Acho ou compreendo na minha inocencia,

que todo garoto ou garota...

adoraria ser um craque de futebol,

jogando na lama, num campinho rala coco

livre de qualquer espécie de grama,

sozinho ou com um monte de “neguinho”

bicando suas pernas,

grudando em seus ombros,

para comemorar o gol

ou para evitar que as redes imaginárias fossem vazadas,

pois os campinhos de futebol que conheci

pelas ruas e terrenos baldios

do intenso suburbio

tinham traves que eram feitas de qualquer coisa:

um par de chinelos, pedras, latas,

paus amarrados com arames, barbante,

cordinhas de sisal e até mesmo de cipó, ou...

Na tarde aloprada do domingo suburbano,

o sol castiga o campo de terra batida

pisada pelos bichos das relvas...

As traves de bambu verde rachado,

amarradas com sei lá com o que,

e a bola de capotão, de plástico, de meia já gasta,

mostrava as cicatrizes de tantas acirradas disputas.

Eu o Mané da Pelota,

como eu era chamado,

ajeitava a chuteira velha rasgada

enquanto observava os parças do time-catado

bebericando umas brejas entre papos,

gozações e piadas...

Cada ruga em meu rosto contava

uma resenha vivida, cada cicatriz uma partida.

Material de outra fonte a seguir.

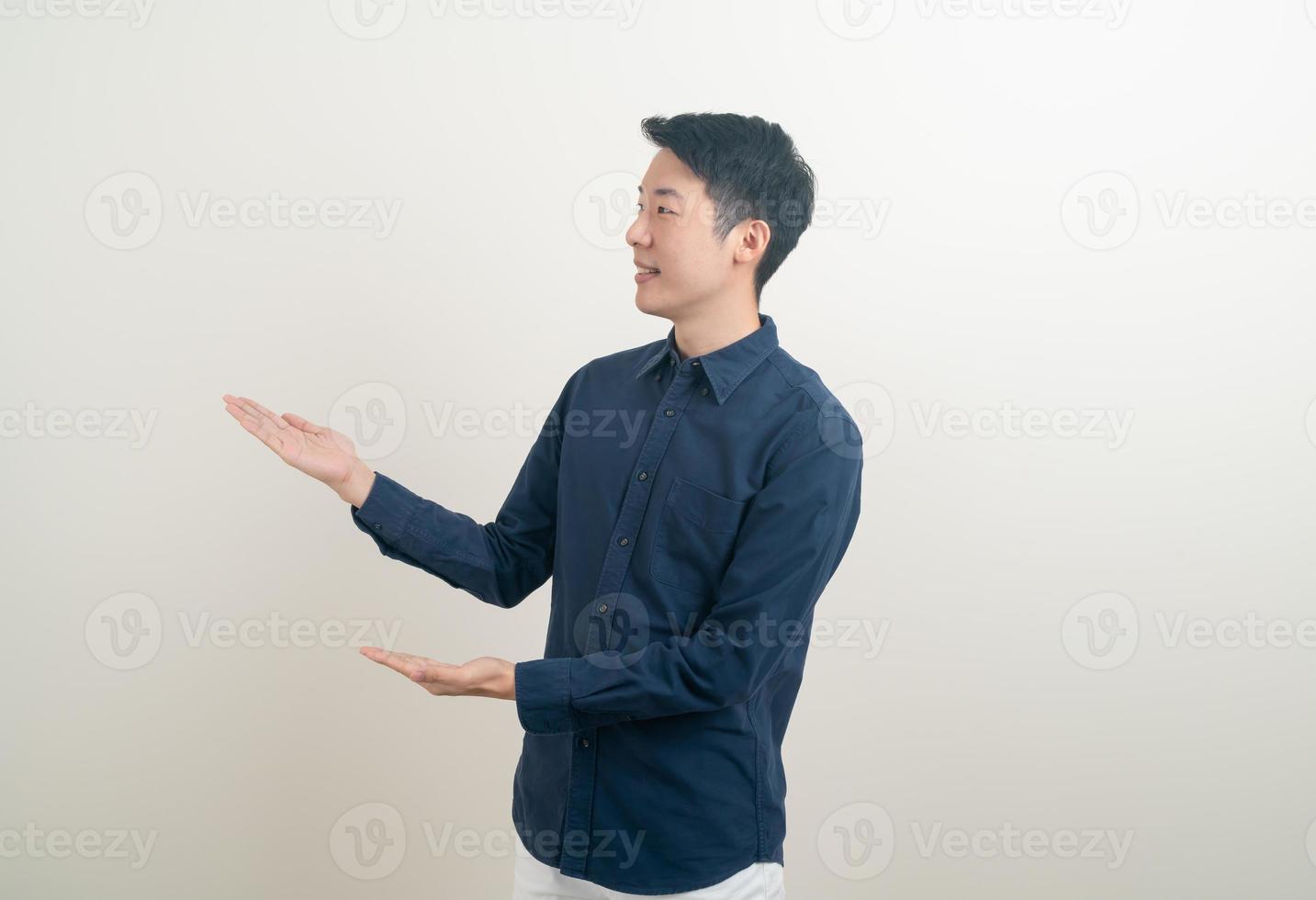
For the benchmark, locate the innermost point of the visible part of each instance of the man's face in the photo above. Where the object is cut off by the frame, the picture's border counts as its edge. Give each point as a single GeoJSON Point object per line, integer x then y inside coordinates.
{"type": "Point", "coordinates": [674, 233]}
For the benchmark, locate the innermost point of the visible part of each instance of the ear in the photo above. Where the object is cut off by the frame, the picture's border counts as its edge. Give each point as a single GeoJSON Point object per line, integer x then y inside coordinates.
{"type": "Point", "coordinates": [754, 241]}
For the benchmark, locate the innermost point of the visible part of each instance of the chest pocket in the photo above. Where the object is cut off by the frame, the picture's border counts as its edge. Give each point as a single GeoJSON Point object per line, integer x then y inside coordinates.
{"type": "Point", "coordinates": [696, 535]}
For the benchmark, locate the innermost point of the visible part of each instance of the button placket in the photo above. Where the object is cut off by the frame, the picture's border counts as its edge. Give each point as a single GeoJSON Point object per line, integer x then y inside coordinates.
{"type": "Point", "coordinates": [614, 565]}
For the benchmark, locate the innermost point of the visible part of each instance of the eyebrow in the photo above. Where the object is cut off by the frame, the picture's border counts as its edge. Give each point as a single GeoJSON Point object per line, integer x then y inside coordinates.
{"type": "Point", "coordinates": [663, 192]}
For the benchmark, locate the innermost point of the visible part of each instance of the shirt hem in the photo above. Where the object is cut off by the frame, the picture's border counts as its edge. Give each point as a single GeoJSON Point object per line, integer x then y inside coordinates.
{"type": "Point", "coordinates": [625, 887]}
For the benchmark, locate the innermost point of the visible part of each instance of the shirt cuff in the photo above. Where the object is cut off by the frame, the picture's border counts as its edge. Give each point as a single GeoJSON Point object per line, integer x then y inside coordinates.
{"type": "Point", "coordinates": [386, 510]}
{"type": "Point", "coordinates": [544, 695]}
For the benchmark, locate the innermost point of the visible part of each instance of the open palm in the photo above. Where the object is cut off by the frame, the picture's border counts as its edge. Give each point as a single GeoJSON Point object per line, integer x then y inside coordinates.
{"type": "Point", "coordinates": [320, 452]}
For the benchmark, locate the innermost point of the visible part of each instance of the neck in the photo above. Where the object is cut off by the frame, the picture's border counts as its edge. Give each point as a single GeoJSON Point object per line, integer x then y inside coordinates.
{"type": "Point", "coordinates": [707, 331]}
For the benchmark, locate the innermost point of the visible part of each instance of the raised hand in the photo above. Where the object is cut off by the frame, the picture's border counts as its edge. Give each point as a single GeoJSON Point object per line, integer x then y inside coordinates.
{"type": "Point", "coordinates": [483, 677]}
{"type": "Point", "coordinates": [320, 452]}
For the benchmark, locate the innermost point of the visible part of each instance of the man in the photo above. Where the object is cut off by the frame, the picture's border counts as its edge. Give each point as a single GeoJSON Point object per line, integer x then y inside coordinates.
{"type": "Point", "coordinates": [686, 557]}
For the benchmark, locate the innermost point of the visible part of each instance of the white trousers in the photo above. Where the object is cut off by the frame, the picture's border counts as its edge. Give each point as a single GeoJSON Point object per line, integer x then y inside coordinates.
{"type": "Point", "coordinates": [534, 881]}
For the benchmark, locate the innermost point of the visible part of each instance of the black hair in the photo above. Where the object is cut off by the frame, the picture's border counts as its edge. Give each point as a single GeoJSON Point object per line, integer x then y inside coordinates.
{"type": "Point", "coordinates": [750, 170]}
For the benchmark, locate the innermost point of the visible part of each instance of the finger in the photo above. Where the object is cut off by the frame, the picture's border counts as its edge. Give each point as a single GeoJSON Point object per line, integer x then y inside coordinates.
{"type": "Point", "coordinates": [432, 669]}
{"type": "Point", "coordinates": [257, 412]}
{"type": "Point", "coordinates": [399, 662]}
{"type": "Point", "coordinates": [298, 422]}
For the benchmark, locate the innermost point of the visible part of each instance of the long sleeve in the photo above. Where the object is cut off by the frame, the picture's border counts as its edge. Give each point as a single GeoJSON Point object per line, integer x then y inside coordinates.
{"type": "Point", "coordinates": [501, 562]}
{"type": "Point", "coordinates": [793, 535]}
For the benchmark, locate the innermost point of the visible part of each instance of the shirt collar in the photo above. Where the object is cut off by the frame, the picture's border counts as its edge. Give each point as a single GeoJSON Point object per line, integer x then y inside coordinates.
{"type": "Point", "coordinates": [728, 366]}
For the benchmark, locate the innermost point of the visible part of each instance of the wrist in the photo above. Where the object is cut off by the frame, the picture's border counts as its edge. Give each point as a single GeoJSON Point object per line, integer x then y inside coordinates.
{"type": "Point", "coordinates": [357, 487]}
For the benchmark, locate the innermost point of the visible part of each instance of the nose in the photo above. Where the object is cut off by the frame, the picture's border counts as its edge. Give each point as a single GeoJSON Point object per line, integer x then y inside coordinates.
{"type": "Point", "coordinates": [637, 234]}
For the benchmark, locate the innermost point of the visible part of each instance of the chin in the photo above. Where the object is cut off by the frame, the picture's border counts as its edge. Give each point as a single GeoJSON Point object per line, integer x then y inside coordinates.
{"type": "Point", "coordinates": [645, 303]}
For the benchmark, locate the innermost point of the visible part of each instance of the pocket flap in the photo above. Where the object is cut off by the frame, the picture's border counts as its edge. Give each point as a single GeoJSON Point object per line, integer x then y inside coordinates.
{"type": "Point", "coordinates": [705, 508]}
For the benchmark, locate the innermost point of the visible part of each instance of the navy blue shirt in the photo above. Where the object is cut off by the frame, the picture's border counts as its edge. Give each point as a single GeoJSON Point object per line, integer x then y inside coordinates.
{"type": "Point", "coordinates": [690, 513]}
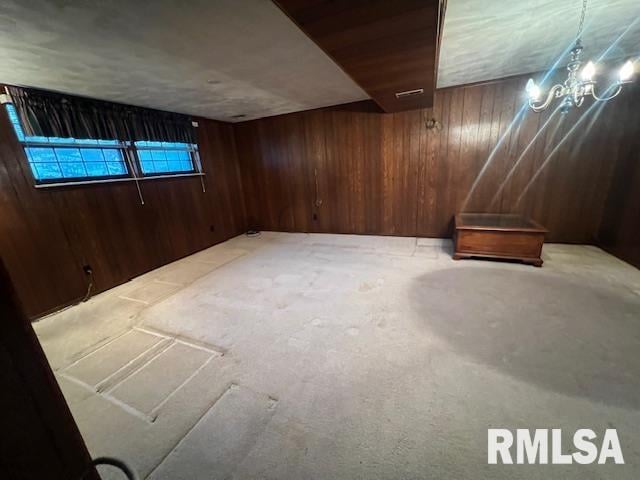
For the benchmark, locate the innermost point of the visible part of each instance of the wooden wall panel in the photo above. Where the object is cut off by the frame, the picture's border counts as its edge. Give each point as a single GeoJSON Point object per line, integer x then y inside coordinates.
{"type": "Point", "coordinates": [620, 226]}
{"type": "Point", "coordinates": [388, 174]}
{"type": "Point", "coordinates": [386, 46]}
{"type": "Point", "coordinates": [47, 235]}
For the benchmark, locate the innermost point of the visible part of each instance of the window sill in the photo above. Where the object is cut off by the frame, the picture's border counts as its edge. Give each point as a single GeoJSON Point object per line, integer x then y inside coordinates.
{"type": "Point", "coordinates": [118, 180]}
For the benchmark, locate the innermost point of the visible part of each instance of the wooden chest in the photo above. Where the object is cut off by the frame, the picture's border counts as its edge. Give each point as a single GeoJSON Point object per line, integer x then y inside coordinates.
{"type": "Point", "coordinates": [504, 236]}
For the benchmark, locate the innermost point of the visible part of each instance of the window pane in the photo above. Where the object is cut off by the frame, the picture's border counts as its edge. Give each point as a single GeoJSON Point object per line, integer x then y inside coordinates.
{"type": "Point", "coordinates": [13, 117]}
{"type": "Point", "coordinates": [37, 139]}
{"type": "Point", "coordinates": [47, 171]}
{"type": "Point", "coordinates": [116, 168]}
{"type": "Point", "coordinates": [96, 169]}
{"type": "Point", "coordinates": [68, 155]}
{"type": "Point", "coordinates": [92, 155]}
{"type": "Point", "coordinates": [112, 155]}
{"type": "Point", "coordinates": [144, 155]}
{"type": "Point", "coordinates": [50, 162]}
{"type": "Point", "coordinates": [158, 155]}
{"type": "Point", "coordinates": [39, 154]}
{"type": "Point", "coordinates": [73, 170]}
{"type": "Point", "coordinates": [56, 139]}
{"type": "Point", "coordinates": [147, 167]}
{"type": "Point", "coordinates": [173, 155]}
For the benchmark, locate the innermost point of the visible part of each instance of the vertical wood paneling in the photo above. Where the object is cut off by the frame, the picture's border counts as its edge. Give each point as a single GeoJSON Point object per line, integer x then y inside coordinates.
{"type": "Point", "coordinates": [387, 174]}
{"type": "Point", "coordinates": [47, 235]}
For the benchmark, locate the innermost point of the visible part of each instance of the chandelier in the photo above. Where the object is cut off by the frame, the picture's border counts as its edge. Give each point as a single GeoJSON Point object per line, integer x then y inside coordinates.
{"type": "Point", "coordinates": [580, 82]}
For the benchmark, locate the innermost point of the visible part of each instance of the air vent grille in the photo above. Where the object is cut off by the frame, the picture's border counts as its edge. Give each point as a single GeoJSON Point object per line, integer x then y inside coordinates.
{"type": "Point", "coordinates": [410, 93]}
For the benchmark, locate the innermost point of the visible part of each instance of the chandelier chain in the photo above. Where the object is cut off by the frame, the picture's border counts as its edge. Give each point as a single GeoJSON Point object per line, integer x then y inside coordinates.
{"type": "Point", "coordinates": [582, 15]}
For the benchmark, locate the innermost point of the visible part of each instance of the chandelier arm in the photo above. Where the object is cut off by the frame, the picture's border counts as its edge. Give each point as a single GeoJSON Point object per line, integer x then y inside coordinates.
{"type": "Point", "coordinates": [604, 99]}
{"type": "Point", "coordinates": [553, 93]}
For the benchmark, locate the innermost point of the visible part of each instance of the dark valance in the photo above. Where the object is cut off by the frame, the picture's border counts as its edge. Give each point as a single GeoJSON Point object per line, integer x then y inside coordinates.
{"type": "Point", "coordinates": [48, 114]}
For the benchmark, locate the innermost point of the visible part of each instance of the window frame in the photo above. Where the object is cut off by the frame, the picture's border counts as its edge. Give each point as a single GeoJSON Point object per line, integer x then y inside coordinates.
{"type": "Point", "coordinates": [128, 150]}
{"type": "Point", "coordinates": [191, 149]}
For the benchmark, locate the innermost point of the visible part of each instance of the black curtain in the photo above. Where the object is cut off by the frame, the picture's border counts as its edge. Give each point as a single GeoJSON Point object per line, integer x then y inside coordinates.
{"type": "Point", "coordinates": [49, 114]}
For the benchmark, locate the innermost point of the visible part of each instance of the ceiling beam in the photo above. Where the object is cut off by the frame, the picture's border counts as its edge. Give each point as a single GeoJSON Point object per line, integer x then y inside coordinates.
{"type": "Point", "coordinates": [387, 47]}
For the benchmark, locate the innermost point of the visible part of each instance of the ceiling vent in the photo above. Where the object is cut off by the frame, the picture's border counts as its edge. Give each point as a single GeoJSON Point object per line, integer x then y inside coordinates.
{"type": "Point", "coordinates": [410, 93]}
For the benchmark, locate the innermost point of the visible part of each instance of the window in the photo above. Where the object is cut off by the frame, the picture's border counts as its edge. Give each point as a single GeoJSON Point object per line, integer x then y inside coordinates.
{"type": "Point", "coordinates": [65, 160]}
{"type": "Point", "coordinates": [157, 158]}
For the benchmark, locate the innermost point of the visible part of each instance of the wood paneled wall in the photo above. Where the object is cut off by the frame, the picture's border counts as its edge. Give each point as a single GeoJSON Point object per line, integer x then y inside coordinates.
{"type": "Point", "coordinates": [351, 169]}
{"type": "Point", "coordinates": [47, 235]}
{"type": "Point", "coordinates": [345, 169]}
{"type": "Point", "coordinates": [620, 227]}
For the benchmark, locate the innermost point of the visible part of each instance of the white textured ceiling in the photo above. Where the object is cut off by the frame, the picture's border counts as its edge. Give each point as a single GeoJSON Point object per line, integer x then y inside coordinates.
{"type": "Point", "coordinates": [213, 58]}
{"type": "Point", "coordinates": [489, 39]}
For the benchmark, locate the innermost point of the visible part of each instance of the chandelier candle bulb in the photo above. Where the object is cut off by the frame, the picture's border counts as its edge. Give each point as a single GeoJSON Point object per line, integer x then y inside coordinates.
{"type": "Point", "coordinates": [627, 71]}
{"type": "Point", "coordinates": [579, 83]}
{"type": "Point", "coordinates": [588, 71]}
{"type": "Point", "coordinates": [533, 90]}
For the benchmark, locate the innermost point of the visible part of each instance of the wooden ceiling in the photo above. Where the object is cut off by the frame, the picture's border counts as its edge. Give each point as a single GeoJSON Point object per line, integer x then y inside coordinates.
{"type": "Point", "coordinates": [387, 47]}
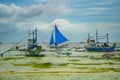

Ali, na várzea eu e os outros com camisas e sem camisas

não éramos apenas mais uns jogadores;

eramos heróis sem nomes,

guardiões dos sonhos de muitos que como nós,

acreditavam no feitiço do futebol,

na malicia do gingar,

de bater na gorduchinha com o peito pé…

No Terrão correu Bruno Henrique e Michael,

Perácio, Quarentinha,

Zizinho, Ademir da Guia, Rodrigues Neto, Nelinho, Zico,

Samarone e Rivelino,

correu e corre eu e você...

“Olho no lance! Pelo Amor dos meus Fihinhos!

Pelas barbas do profeta!"

( Berrava Silvio Luiz )

Radinho de pilha ligado (“Mário Viana!” “Gol Legal!”),

a rua de paralelepípedos era o estádio,

a gente encarava a pelada descalço,

chutava a bola, chutava o vento, chutava o chão,

arrancava a cabeça do dedão

e sangrando continuava a infinita louca pelada,

o racha alucinante…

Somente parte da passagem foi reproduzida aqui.